Figure 3 Isomangiferin inhibited the vascular endothelial growth factor (VEGF)-induced microvessel sprouting and tube formation of human umbilical vein endothelial cells (HUVECs) and induced MDA-MB-231 breast cancer cells apoptosis and adhension. (A) From Sprague-Dawley rats, the aortic segments were isolated and then were placed in growth factor-reduced Matrigel-covered wells. To stimulate angiogenesis, the vessel rings were treated with 50 ng/mL VEGF in the presence or absence of isomangiferin for 5 days. Representative photographs of endothelial cell sprouts forming branching cords from the margins of aortic rings under the treatment of 1 µM isomangiferin. (B) Sprouts were scored from 0 (least positive) to 5 (most positive) in a double-blinded manner. Values are shown as mean±standard error of the mean (SEM) of three independent experiments. (C) Isomangiferin inhibited the VEGF-induced tube formation of HUVEC tubes. HUVECs were placed in 96-well plates coated with Matrigel (6.5×103 per well). After 10 hours, cells were fixed, and tubular structures were photographed (magnification, ×100). (D) The statistic results of Figure 3C. Values are shown as mean±SEM of three independent experiments. (E) After incubation with different doses of isomangiferin for 36 hours, MDA-MB-231 cells were collected and apoptosis was assessed by annexin V-fluorescein isothiocyanate and prodidium iodide (annexin V/PI) staining and flow cytometry (n=3). (F) MDA-MB-231 cells were incubated with indicated doses of isomangiferin for 1 hour. Following incubation, cells were exposed and adhered to Matrigel. After 1% crystal violet stained, the number and phenotype of adhering cells was determined by microscope (magnification, ×400). *p<0.05 vs. control; †p<0.01 vs. control; ‡p<0.001 vs. control.

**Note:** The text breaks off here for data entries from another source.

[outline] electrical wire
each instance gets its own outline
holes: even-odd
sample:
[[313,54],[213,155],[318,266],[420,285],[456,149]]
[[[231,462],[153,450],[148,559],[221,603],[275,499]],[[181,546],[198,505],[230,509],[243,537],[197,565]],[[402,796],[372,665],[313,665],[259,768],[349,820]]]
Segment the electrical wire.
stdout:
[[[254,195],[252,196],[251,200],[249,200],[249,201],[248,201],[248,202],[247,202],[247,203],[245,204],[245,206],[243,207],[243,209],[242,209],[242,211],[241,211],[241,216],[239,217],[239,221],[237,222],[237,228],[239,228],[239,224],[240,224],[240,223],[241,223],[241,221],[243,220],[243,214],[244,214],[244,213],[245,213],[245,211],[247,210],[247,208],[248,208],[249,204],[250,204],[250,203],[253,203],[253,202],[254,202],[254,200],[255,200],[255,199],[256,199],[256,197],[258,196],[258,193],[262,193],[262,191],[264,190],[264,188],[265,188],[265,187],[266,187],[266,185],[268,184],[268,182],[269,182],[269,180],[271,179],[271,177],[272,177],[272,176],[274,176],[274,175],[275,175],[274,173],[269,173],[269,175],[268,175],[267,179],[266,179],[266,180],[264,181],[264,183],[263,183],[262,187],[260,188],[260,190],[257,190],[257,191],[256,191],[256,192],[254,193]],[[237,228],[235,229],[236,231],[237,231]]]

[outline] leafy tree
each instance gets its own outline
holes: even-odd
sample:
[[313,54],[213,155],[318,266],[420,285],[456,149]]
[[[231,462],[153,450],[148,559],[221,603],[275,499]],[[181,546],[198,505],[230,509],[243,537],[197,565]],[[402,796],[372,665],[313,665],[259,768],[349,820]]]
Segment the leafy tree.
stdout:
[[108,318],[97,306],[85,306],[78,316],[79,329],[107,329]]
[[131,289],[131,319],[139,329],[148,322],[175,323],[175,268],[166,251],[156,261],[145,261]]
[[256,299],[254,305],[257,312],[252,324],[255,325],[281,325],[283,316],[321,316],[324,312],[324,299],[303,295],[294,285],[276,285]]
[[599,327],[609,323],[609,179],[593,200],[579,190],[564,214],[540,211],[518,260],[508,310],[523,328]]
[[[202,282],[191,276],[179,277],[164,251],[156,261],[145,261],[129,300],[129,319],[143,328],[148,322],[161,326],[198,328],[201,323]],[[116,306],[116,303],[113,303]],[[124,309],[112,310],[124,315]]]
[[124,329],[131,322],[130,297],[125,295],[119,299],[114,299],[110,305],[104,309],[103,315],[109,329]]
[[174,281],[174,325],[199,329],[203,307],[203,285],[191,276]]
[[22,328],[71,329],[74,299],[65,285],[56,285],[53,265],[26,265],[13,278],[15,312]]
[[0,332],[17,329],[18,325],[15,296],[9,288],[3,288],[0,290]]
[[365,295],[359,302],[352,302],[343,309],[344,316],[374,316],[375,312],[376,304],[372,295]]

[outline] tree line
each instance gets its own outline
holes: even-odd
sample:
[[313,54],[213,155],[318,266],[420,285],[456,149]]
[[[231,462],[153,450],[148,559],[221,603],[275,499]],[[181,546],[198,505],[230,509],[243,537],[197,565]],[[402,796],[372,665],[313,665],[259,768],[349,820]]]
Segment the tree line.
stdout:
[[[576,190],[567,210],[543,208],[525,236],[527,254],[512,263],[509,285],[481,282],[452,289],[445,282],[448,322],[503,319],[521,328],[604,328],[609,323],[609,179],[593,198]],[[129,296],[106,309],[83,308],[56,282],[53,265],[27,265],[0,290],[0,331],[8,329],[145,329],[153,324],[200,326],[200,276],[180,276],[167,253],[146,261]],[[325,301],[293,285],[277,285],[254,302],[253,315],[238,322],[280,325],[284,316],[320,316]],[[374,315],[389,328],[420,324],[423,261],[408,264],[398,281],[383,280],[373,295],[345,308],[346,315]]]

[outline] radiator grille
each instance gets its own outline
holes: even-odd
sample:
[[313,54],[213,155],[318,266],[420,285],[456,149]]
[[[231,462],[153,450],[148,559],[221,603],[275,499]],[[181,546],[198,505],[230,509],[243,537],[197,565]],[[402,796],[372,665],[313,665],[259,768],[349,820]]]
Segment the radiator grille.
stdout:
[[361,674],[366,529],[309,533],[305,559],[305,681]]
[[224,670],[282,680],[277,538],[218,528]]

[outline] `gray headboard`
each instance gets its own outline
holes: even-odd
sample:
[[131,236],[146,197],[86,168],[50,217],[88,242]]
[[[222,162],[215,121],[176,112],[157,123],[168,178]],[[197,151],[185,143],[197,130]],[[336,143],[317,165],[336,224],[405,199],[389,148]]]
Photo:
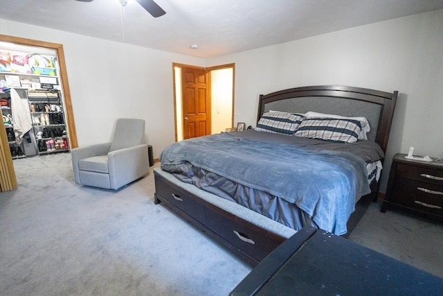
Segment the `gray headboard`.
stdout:
[[260,95],[257,121],[269,110],[306,113],[315,111],[368,119],[369,141],[386,151],[398,92],[388,93],[360,87],[314,86],[281,90]]

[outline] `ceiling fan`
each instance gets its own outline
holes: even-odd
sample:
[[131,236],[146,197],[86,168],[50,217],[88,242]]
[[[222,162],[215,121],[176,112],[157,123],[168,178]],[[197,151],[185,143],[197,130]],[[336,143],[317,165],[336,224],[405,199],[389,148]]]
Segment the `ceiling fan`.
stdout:
[[[92,2],[93,0],[77,0],[81,2]],[[127,0],[119,0],[122,6],[125,6],[127,4]],[[154,1],[154,0],[136,0],[138,4],[141,6],[146,11],[150,12],[154,17],[161,17],[165,15],[166,12],[163,10],[161,7]]]

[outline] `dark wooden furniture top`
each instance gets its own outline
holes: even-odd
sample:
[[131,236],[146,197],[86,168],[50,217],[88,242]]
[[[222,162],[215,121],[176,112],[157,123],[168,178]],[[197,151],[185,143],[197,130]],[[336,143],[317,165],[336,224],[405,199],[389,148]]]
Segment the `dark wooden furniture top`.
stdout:
[[[314,111],[345,116],[365,116],[371,131],[368,139],[386,151],[398,92],[388,93],[345,86],[312,86],[281,90],[260,96],[258,118],[269,110],[304,113]],[[383,161],[383,159],[382,159]],[[237,254],[257,265],[287,238],[246,221],[199,198],[159,174],[155,203],[164,203]],[[379,183],[362,197],[347,221],[348,236],[371,200],[377,199]]]
[[441,295],[443,279],[322,229],[303,228],[257,265],[231,296]]
[[394,206],[443,221],[443,164],[405,156],[399,153],[392,159],[381,211]]

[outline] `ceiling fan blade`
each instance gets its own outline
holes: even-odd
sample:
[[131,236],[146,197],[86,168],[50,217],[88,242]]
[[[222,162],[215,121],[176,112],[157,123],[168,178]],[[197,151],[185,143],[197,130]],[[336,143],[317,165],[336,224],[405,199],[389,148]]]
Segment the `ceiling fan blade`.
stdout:
[[153,0],[136,0],[146,11],[150,12],[154,17],[161,17],[166,13],[161,7],[154,2]]

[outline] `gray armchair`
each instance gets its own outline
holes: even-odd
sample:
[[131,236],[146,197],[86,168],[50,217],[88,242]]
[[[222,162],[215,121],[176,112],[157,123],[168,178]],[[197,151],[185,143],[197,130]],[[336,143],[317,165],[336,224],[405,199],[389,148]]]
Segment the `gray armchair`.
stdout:
[[112,142],[71,150],[75,183],[118,189],[150,171],[145,121],[120,119]]

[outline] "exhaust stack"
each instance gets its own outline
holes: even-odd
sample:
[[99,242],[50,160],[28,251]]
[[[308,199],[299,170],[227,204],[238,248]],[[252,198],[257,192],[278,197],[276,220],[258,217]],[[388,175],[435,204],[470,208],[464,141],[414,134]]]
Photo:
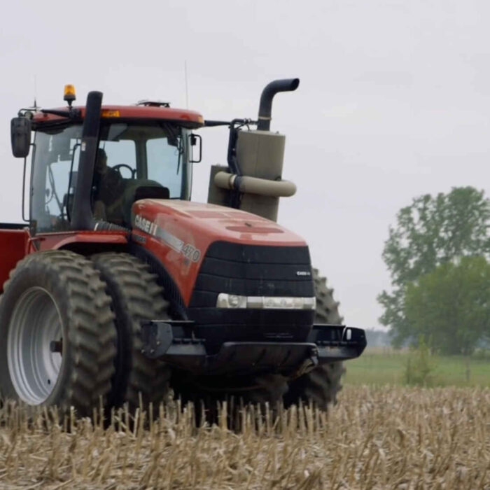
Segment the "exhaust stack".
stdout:
[[231,125],[230,131],[236,132],[230,134],[229,155],[236,155],[236,169],[231,164],[211,167],[208,202],[277,220],[279,197],[293,195],[296,186],[282,180],[286,136],[270,131],[272,100],[278,92],[292,92],[299,85],[299,78],[286,78],[265,86],[256,130],[240,130]]
[[260,95],[260,104],[258,107],[259,131],[270,131],[270,121],[272,118],[272,99],[279,92],[293,92],[300,85],[299,78],[284,78],[274,80],[265,85]]

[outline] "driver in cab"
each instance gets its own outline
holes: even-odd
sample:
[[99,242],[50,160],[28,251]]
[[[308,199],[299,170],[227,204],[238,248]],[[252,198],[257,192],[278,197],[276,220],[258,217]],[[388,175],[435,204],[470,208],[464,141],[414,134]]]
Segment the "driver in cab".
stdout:
[[122,222],[124,179],[118,170],[107,165],[107,154],[104,148],[97,150],[94,170],[94,217],[120,224]]

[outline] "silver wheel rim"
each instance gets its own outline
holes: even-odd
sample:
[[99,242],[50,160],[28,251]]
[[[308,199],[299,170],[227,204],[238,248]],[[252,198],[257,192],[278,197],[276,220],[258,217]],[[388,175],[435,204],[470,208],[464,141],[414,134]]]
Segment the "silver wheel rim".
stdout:
[[46,289],[30,288],[14,307],[7,339],[10,380],[29,405],[46,402],[56,386],[62,358],[52,341],[62,342],[59,310]]

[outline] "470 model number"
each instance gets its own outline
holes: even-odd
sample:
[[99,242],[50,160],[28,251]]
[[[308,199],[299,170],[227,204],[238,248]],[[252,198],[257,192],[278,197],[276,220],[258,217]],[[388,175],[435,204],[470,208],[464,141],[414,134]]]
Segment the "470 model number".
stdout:
[[197,262],[201,258],[201,251],[192,246],[190,244],[186,244],[182,247],[181,253],[184,257],[186,257],[192,262]]

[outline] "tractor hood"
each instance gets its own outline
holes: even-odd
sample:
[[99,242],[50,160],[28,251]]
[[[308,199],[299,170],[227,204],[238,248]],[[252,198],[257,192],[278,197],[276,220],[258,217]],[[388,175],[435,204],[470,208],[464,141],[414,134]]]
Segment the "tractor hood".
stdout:
[[273,247],[305,247],[304,241],[274,221],[216,204],[144,199],[132,209],[132,239],[174,279],[184,303],[202,259],[215,241]]

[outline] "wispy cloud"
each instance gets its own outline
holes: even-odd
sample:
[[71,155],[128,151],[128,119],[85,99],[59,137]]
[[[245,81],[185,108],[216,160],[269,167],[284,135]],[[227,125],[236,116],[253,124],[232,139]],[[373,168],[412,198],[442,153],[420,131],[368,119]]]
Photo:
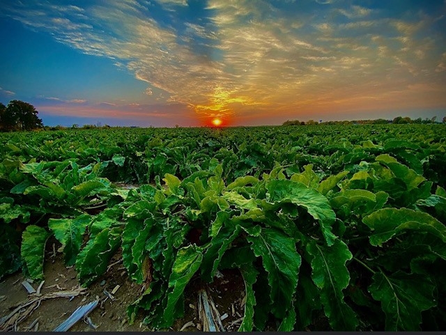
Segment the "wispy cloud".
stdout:
[[5,90],[1,87],[0,87],[0,94],[3,94],[4,95],[8,95],[8,96],[12,96],[15,95],[15,93],[13,92],[12,91]]
[[[422,8],[395,15],[334,0],[309,1],[302,10],[300,1],[209,0],[201,17],[185,20],[176,10],[187,8],[186,0],[154,1],[81,8],[30,0],[3,12],[82,52],[113,59],[150,84],[145,93],[155,101],[203,116],[322,111],[330,102],[393,104],[413,94],[410,87],[438,92],[446,84],[446,38],[437,32],[445,19]],[[170,21],[153,14],[155,5]],[[444,95],[431,98],[446,104]]]

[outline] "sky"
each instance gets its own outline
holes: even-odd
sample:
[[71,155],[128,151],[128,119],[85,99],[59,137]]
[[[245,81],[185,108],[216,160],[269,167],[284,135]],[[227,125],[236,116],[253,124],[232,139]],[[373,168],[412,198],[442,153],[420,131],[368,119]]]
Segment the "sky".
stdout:
[[0,32],[45,125],[446,116],[446,0],[0,0]]

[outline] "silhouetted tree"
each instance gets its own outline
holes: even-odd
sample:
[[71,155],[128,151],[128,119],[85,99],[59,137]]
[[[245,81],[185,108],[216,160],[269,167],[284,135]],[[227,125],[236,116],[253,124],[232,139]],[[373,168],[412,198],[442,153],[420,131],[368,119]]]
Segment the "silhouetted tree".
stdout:
[[20,100],[11,100],[4,108],[1,104],[1,129],[4,130],[32,130],[43,127],[42,120],[38,118],[38,111],[32,104]]
[[6,106],[0,102],[0,130],[3,130],[4,128],[4,118],[6,114]]

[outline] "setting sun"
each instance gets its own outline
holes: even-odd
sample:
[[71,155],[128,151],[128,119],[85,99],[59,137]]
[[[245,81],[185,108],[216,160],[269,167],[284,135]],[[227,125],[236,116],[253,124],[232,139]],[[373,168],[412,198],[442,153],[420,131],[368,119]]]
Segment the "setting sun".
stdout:
[[222,120],[220,118],[214,118],[212,120],[212,124],[214,125],[215,127],[218,127],[222,124]]

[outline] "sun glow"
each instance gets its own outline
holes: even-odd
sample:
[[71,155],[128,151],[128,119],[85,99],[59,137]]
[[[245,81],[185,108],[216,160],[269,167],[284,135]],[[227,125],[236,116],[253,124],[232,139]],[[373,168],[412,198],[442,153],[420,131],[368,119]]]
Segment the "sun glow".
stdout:
[[215,118],[212,120],[212,124],[215,127],[218,127],[222,124],[222,120],[218,118]]

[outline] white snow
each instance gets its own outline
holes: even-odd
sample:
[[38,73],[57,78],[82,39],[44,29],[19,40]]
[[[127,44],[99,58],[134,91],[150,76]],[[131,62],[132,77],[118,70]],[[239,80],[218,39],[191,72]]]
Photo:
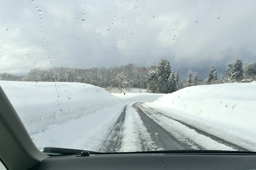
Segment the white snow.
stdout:
[[120,152],[132,152],[155,150],[157,147],[152,141],[150,134],[139,113],[127,106],[123,127],[123,137]]
[[[255,151],[256,89],[256,82],[192,86],[143,105]],[[160,122],[164,123],[165,119]]]
[[113,95],[79,83],[0,81],[0,86],[38,148],[99,150],[125,105],[162,95]]

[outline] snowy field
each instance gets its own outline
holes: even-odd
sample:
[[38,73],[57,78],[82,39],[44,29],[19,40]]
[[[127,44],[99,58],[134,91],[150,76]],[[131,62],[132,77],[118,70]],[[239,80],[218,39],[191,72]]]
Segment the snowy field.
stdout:
[[[256,151],[256,82],[187,87],[143,105]],[[157,119],[162,127],[170,127],[170,122],[165,125],[166,117]],[[195,138],[176,123],[180,134]]]
[[0,81],[0,86],[40,149],[167,149],[174,142],[162,144],[159,139],[170,134],[189,149],[256,151],[256,82],[192,86],[163,96],[111,94],[79,83]]
[[161,94],[111,94],[72,82],[0,81],[36,145],[98,150],[125,105]]

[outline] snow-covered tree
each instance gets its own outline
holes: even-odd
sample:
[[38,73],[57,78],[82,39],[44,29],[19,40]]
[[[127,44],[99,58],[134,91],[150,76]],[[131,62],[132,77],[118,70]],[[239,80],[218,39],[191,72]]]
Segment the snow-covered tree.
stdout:
[[227,64],[226,68],[226,73],[224,78],[224,82],[225,83],[231,83],[236,80],[236,77],[239,72],[236,71],[234,64],[230,61]]
[[209,73],[207,79],[206,83],[210,84],[212,82],[216,81],[218,79],[218,72],[214,65],[212,65],[210,68]]
[[246,63],[244,66],[244,76],[256,80],[256,61],[251,63]]
[[175,77],[177,84],[177,90],[180,90],[183,88],[183,82],[180,79],[179,70],[176,70],[176,72],[175,74]]
[[234,62],[233,67],[234,71],[235,72],[237,72],[237,74],[235,76],[236,80],[241,80],[243,78],[243,74],[244,74],[242,60],[239,59],[236,59]]
[[168,59],[161,59],[156,67],[156,79],[158,91],[168,93],[168,79],[172,72],[171,65]]
[[177,90],[178,88],[175,78],[175,74],[172,71],[171,73],[170,76],[168,79],[168,86],[169,88],[169,93],[174,92]]
[[189,86],[191,86],[193,82],[193,72],[191,69],[189,69],[187,74],[187,84]]
[[156,80],[156,73],[154,71],[150,71],[148,78],[148,88],[147,93],[156,93],[157,90],[157,81]]
[[198,74],[197,72],[194,72],[193,74],[193,85],[198,85]]

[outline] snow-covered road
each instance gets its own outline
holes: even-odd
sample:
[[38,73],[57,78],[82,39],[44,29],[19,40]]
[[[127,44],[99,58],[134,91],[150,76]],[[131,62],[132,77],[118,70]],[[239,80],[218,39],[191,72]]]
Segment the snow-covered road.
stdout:
[[111,94],[79,83],[0,86],[40,149],[256,151],[256,82],[195,86],[164,95]]
[[102,152],[156,150],[247,150],[143,105],[128,105],[102,142]]

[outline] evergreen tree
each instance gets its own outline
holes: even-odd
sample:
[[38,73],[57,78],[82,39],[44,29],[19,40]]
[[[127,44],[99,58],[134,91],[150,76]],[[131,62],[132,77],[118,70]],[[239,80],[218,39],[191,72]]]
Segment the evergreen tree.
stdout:
[[156,79],[158,91],[168,93],[168,79],[172,72],[171,65],[168,59],[161,59],[156,67]]
[[147,93],[155,93],[157,92],[157,88],[155,78],[156,73],[155,71],[149,71],[148,78],[148,88],[146,91]]
[[244,76],[254,80],[256,79],[256,61],[251,63],[246,63],[244,66]]
[[232,61],[227,64],[226,71],[224,81],[225,82],[228,83],[231,83],[236,80],[236,77],[239,73],[238,71],[236,71],[234,64]]
[[183,88],[183,82],[180,79],[179,70],[176,70],[176,72],[175,74],[175,77],[177,84],[177,90],[180,90]]
[[235,76],[236,80],[241,80],[243,78],[243,74],[244,73],[242,60],[239,59],[236,59],[234,62],[233,67],[234,72],[237,72],[237,74]]
[[191,69],[189,69],[187,74],[187,84],[189,86],[191,86],[193,81],[193,72]]
[[178,88],[175,78],[175,74],[172,71],[171,73],[170,76],[168,79],[168,86],[169,93],[170,93],[174,92],[177,90]]
[[214,65],[212,65],[210,68],[209,73],[207,79],[206,83],[209,85],[212,82],[217,80],[218,72],[216,71],[216,68]]
[[198,81],[198,74],[197,72],[194,72],[193,74],[193,85],[197,85]]

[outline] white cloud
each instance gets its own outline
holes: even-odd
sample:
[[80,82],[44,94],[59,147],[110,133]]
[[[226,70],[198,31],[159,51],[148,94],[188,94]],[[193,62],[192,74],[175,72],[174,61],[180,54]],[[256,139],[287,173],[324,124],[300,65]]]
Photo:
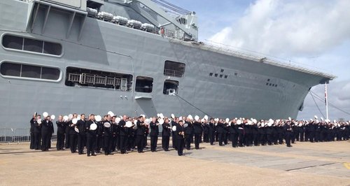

Figure 4 Isomangiferin suppresses breast cancer through inhibiting the vascular endothelial growth factor receptor 2 (VEGFR-2) signaling pathway. (A) Isomangiferin induced cell apoptosis. Proteins from MDA-MB-231 cells treated with indicated concentrations of isomangiferin for 24 hours were submitted to Western blot for the immunoblotting of caspase-3 and cleaved poly ADP-ribose polymerase (cleaved PARP). (B) Isomangiferin's ihibiton on breast cancer cell proliferation was dependent on VEGFR-2 activity. 100 nM SU5408 was used or not to block VEGFR-2's activity and then MDA-MB-231 cells were treated with isomangiferin. The cell proliferation was assessed by MTS assay. Values are shown as mean±standard error of the mean of three independent experiments. (C) Isomangiferin suppressed the activation of VEGFR-2 in human umbilical vein endothelial cells (HUVECs). The activation of VEGFR-2 was analyzed by Western blot and probed with indicated antibodies. Western blot was conducted in the way that described in Methods and specific antibodies were used accordingly. PARP=poly ADP-ribose polymerase; NS=not significant; p-AKT=phosphorylated protein kinase B, p-PKB/p-AKT; AKT=protein kinase B, PKB/AKT; p-ERK=phosphorylated extracellular regulated protein kinases; ERK=extracellular regulated protein kinases; p-STAT3=phosphorylated signal transducer and activator of transcription 3; FAK=focal adhesion kinase. *p<0.05 vs. control; †p<0.01 vs. control.